Description
Experience the vibrant flavors of Indo-Chinese cuisine with this Classic Indo Chinese Dragon Chicken. This dish features crispy chicken pieces coated in a sweet-spicy-tangy sauce that will impress your taste buds.
Ingredients
Scale
- Boneless, skinless chicken thighs or breasts, cut into 1-inch pieces
- 1 tablespoon ginger-garlic paste
- 1 tablespoon light soy sauce
- 1/2 teaspoon white pepper powder
- 1 egg
- 3 tablespoons cornstarch (or 2 tablespoons cornstarch and 1 tablespoon all-purpose flour)
- Fresh garlic, finely minced
- Fresh ginger, finely minced
- Dried red chilies (Kashmiri or regular)
- Diced red bell pepper
- Diced green bell pepper
- Diced onions
- 2 tablespoons light soy sauce
- 1–2 tablespoons red chili sauce
- 2 tablespoons tomato ketchup
- 1 tablespoon white vinegar
- 1 teaspoon sugar
- 1 tablespoon cornstarch (for slurry)
- Neutral oil (vegetable, canola, or sunflower) for deep frying
- Fresh spring onion greens (scallions) for garnish
- Toasted sesame seeds for garnish
Instructions
- Prepare and marinate the chicken by combining the chicken pieces with ginger-garlic paste, light soy sauce, white pepper powder, egg, and cornstarch in a bowl. Mix thoroughly and let it marinate for at least 30 minutes.
- Heat oil in a deep pan or wok to 350-375°F (175-190°C). Fry the marinated chicken pieces in batches for 4-6 minutes until golden brown and crispy. Remove and drain on paper towels.
- Prepare the Dragon Sauce by draining most of the oil from the pan, leaving 1-2 tablespoons. Heat the remaining oil and sauté minced ginger, garlic, and dried red chilies until fragrant. Add diced onions and bell peppers, sautéing for 2-3 minutes.
- In a bowl, whisk together light soy sauce, red chili sauce, tomato ketchup, white vinegar, and sugar. Pour this mixture into the pan and add water or vegetable broth, bringing it to a simmer.
- Thicken the sauce by mixing cornstarch with cold water until smooth. Gradually add the slurry to the simmering sauce, stirring continuously until thickened.

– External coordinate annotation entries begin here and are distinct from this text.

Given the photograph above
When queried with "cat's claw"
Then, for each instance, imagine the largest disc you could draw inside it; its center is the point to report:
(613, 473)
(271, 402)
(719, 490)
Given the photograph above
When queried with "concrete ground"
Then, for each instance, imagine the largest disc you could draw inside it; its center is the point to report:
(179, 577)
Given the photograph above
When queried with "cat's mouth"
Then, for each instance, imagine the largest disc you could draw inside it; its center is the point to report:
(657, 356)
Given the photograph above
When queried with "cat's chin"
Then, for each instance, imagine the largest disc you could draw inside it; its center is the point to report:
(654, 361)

- Combine the fried chicken with the thickened sauce, tossing well to coat. Cook for 1-2 minutes, then remove from heat and garnish with spring onion greens and toasted sesame seeds.

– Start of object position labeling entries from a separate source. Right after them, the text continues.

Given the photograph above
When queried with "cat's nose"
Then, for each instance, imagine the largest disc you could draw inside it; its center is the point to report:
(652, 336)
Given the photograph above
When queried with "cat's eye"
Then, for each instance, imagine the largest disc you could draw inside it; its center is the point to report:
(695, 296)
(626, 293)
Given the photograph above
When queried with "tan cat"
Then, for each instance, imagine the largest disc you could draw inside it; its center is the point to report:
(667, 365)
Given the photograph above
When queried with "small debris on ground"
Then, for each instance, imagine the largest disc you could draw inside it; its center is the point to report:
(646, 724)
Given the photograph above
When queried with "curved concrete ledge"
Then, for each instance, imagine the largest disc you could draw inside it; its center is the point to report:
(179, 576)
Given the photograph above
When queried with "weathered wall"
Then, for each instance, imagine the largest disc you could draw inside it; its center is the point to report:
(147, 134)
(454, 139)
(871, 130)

- Serve immediately with steamed rice, fried rice, or Hakka noodles.
- Prep Time: 30 mins
- Cook Time: 20 mins
- Category: Dinner
- Method: Deep frying and stir-frying
- Cuisine: Indo-Chinese
Nutrition
- Serving Size: 1 bowl
- Calories: 400
- Sugar: 8 g
- Sodium: 900 mg
- Fat: 20 g
- Saturated Fat: 3 g
- Unsaturated Fat: 15 g
- Trans Fat: 0 g
- Carbohydrates: 30 g
- Fiber: 2 g
- Protein: 25 g
- Cholesterol: 70 mg
Keywords: For a vegetarian version, substitute chicken with firm tofu or paneer. Adjust the spice level by varying the amount of red chili sauce and dried chilies used.